On ordinary weeks — the kind that don’t make the journal — I still open the spice cabinet, still stand at the hot stove, still feed the people I love. The Fiesta Time Omelet is exactly that kind of recipe: bright, fast, generous, and unapologetically weeknight. It asks nothing special of you, and it gives back something warm and complete in under fifteen minutes — just right for a Tuesday when Anaya and Rohan are hungry and the kitchen is already humming.

Fiesta Time Omelet

Prep Time: 5 min | Cook Time: 10 min | Total Time: 15 min | Servings: 2

Ingredients

  • 4 large eggs
  • 2 tablespoons milk
  • 1/4 teaspoon salt
  • 1/4 teaspoon ground black pepper
  • 1/4 teaspoon chili powder
  • 1 tablespoon olive oil or butter
  • 1/4 cup diced red bell pepper
  • 1/4 cup diced green bell pepper
  • 2 tablespoons diced red onion
  • 1/4 cup canned black beans, rinsed and drained
  • 2 tablespoons frozen or canned corn, drained
  • 1/4 cup shredded Mexican blend cheese
  • 2 tablespoons fresh salsa or pico de gallo, to serve
  • 1 tablespoon fresh cilantro, chopped (optional)

Instructions

  1. Whisk the eggs. In a medium bowl, whisk together the eggs, milk, salt, pepper, and chili powder until fully combined and slightly frothy. Set aside.
  2. Cook the filling. Heat 1/2 tablespoon of oil in a non-stick skillet over medium heat. Add the bell peppers and red onion and cook, stirring, for 3–4 minutes until softened. Stir in the black beans and corn and cook 1 minute more. Transfer the filling to a small bowl and wipe the skillet clean.
  3. Cook the omelet. Return the skillet to medium-low heat and add the remaining 1/2 tablespoon of oil.

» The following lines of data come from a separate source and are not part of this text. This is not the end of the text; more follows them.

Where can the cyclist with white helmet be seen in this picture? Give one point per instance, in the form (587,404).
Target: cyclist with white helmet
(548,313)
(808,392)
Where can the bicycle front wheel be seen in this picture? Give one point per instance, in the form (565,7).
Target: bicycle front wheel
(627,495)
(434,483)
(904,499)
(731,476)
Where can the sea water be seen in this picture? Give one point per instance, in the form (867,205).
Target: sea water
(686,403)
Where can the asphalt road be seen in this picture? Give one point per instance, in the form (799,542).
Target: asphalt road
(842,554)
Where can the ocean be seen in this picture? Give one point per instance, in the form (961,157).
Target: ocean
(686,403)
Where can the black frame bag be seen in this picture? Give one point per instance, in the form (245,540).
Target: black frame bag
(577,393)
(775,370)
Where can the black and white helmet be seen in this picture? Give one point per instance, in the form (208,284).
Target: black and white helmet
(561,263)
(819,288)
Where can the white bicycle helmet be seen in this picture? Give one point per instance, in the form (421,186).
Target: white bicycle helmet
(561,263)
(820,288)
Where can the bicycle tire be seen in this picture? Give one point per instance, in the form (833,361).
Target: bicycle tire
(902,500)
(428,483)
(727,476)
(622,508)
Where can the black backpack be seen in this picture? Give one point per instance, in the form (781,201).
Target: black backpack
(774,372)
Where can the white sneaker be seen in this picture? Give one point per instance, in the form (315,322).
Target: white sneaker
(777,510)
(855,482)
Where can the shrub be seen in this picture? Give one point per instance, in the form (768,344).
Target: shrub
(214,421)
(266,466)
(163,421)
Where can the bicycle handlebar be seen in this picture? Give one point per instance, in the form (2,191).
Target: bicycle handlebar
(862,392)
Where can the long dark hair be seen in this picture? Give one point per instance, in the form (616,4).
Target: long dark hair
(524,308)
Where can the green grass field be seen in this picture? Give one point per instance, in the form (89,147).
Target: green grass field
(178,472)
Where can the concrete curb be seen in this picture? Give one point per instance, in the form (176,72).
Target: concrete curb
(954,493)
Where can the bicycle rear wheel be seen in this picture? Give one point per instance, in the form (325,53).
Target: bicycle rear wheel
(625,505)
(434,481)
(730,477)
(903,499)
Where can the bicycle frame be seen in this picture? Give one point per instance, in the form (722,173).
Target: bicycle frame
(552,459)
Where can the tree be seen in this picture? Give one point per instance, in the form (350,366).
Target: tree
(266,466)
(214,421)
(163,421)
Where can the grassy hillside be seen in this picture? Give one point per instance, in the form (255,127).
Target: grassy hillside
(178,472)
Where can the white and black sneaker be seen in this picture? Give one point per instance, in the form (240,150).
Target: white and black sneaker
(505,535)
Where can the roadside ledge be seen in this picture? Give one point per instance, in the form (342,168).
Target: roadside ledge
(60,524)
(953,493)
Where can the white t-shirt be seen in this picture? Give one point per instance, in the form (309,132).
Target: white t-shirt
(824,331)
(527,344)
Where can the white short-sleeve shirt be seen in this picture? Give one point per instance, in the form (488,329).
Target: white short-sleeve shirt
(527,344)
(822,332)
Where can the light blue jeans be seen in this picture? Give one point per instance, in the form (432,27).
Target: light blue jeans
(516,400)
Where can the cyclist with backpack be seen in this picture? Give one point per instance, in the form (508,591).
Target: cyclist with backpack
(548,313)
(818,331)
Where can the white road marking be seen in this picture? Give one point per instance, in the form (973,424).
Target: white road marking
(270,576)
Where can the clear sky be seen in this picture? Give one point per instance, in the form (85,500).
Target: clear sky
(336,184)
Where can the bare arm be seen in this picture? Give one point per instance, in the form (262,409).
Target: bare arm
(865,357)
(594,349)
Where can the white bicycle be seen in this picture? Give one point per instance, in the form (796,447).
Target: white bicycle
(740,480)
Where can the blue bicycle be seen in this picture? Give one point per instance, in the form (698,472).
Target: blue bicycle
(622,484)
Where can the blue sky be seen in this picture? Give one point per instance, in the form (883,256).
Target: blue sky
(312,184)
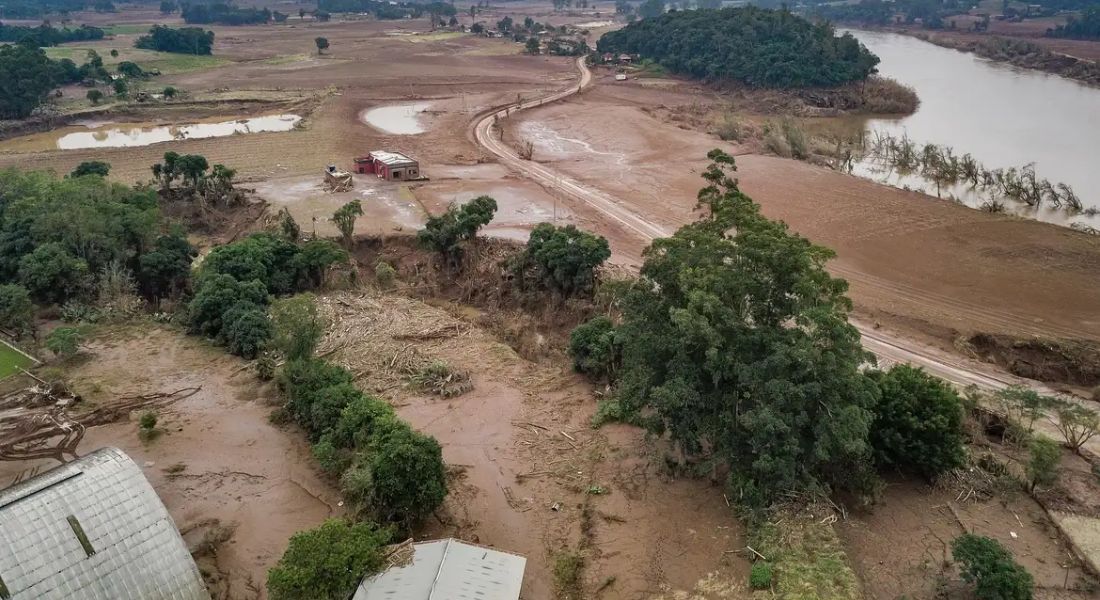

Pour in the egg mixture and let it sit undisturbed for about 1 minute until the edges begin to set. Using a spatula, gently push the cooked edges toward the center, tilting the pan so uncooked egg flows to the edges. Repeat until the egg is just set but still slightly glossy on top, about 2–3 minutes total.
  4. Fill and fold. Spoon the pepper-and-bean filling over one half of the omelet and top with the shredded cheese. Fold the other half over the filling and slide onto a plate.
  5. Serve. Top with fresh salsa and cilantro if using. Serve immediately alongside warm rice or toast.

Nutrition (per serving)

Calories: 310 | Protein: 19g | Fat: 18g | Carbs: 17g | Fiber: 4g | Sodium: 480mg

Priya Krishnamurthy
About the cook who shared this
Priya Krishnamurthy
Week 497 of Priya’s 30-year story · Edison, New Jersey
Priya is a pharmacist, wife, and mom of two in Edison, New Jersey — the town she grew up in, surrounded by the sights and smells of her mother's South Indian kitchen. These days, she splits her time between the hospital pharmacy, school pickups, and her own kitchen, where she cooks nearly every night. Her style is a blend of the Tamil recipes her mother taught her and the American comfort food her kids actually want to eat. She writes about the beautiful mess of balancing two cultures on one plate — and she wants you to know that ordering pizza is also an act of love.